A moment I cherish about the BBC is that defining hour, 6pm in newly liberated Bangladesh on 8 January 1972. Having tried out all the available radio channels on the small family transistor we had at home in Malibagh, Dhaka, I hoped the BBC would be able to give us some clue to where Bangabandhu Sheikh Mujibur Rahman was headed after he was freed by the Pakistan authorities. Since the morning, reports had circulated about Bangabandhu’s flight out of Pakistan. The details were not known.
At 6pm, on 8 January 1972, the lead news item on the BBC World Service was the first to let Bengalis and people around the world know of the whereabouts of Bangladesh’s leader. This is how the newsreader gave it to us: “The East Bengali political leader Sheikh Mujibur Rahman has arrived in London.” In Bangladesh, there was endless joy.

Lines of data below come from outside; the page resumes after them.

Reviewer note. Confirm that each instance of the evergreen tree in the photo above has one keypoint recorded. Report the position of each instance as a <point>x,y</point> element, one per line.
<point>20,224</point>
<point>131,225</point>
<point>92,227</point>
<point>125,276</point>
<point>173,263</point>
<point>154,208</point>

For the very first time since the Pakistan army had launched its genocide and had flown Bangabandhu, as its prisoner, to imprisonment and trial in what was then West Pakistan, we knew our leader was safe.
The BBC had let us in on the beautiful discovery. Later that evening, on the BBC’s Bengali Service, we heard Bangabandhu address a crowded news conference at London’s Claridge’s Hotel. Many of us wept here at home when we heard his voice for the first time in nearly ten months.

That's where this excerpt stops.